Relationship Between Mesh Order and Accuracy
1st-order elements are like "approximating a curve with a ruler"—represented by straight line segments, so accuracy is limited. 2nd-order elements are like a "flexible curve"—can represent curved changes, dramatically improving accuracy even at the same mesh density. However, computational cost per element increases, so judge based on total cost-effectiveness.
Practical Guide
J-Integral in Practice
Used in pressure vessel crack assessment (API 579 FFS-1), pipeline defect assessment, and nuclear fracture mechanics evaluation (R6 method).
ASTM E1820 Test
Test for J-R curve (J vs. crack extension $\Delta a$). Conducted using CT (Compact Tension) specimens. Obtain $J_{Ic}$ (critical value for crack initiation) and the J-R curve.
Practical Checklist
Elastic-Plastic Fracture Assessment of Pressure Vessel Nozzle Junctions
ASME Sec.XI Code uses the J-integral for crack assessment at pressure vessel nozzle fillet regions. Using the J-R curve (J vs Δa) of SA-508 Cl.3 steel for nuclear-grade piping, the condition where an initial crack transitions to unstable growth (Ji = stable growth initiation point) is calculated. For considering 60-year extended operation, analysis is required to prove that safety margins exist even if the post-irradiation embrittlement JIc is conservatively reduced by 50%.
Analogy for Analysis Flow
The analysis flow is actually very similar to cooking. First, you buy the ingredients (prepare the CAD model), do the prep work (mesh generation), apply heat (solver execution), and finally plate it (visualization in post-processing). Here's an important question—which step in cooking is most prone to failure?

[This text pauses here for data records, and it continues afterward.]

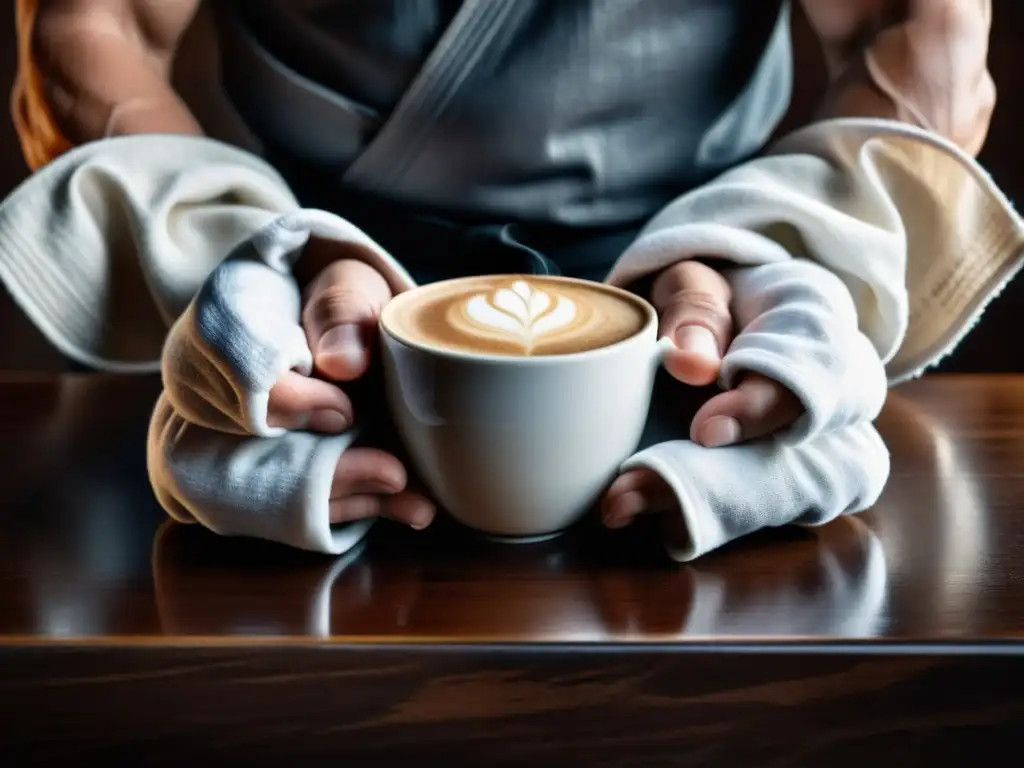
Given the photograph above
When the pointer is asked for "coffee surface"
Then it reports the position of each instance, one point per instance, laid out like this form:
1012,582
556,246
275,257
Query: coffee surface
516,315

Actually, it's the "prep work." If the mesh quality is poor, the results will be a mess no matter how good the solver is.

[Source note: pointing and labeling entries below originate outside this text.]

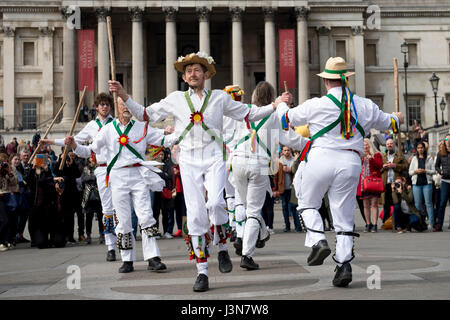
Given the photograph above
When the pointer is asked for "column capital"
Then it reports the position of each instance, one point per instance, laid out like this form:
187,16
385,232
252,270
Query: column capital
269,13
236,14
302,13
102,13
203,13
170,13
47,31
8,31
66,12
358,30
136,13
323,30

Pitfalls Beginners Often Fall Into
Are you checking mesh convergence? Do you think "the calculation ran = the result is correct"? This is actually the most common trap for CAE beginners. The solver will always return "some answer" for the given mesh. But if the mesh is too coarse, that answer can be far from reality. Confirm that results stabilize across at least three levels of mesh density—neglecting this leads to the dangerous assumption that "the answer must be correct because the computer produced it."
Thinking About Boundary Conditions
Setting boundary conditions is like "writing the problem statement" for an exam. If the problem statement is wrong? No matter how accurately you calculate, the answer will be wrong. "Is this surface truly fully fixed?" "Is this load truly uniformly distributed?"—Correctly modeling the real-world constraints is often the most critical step in the entire analysis.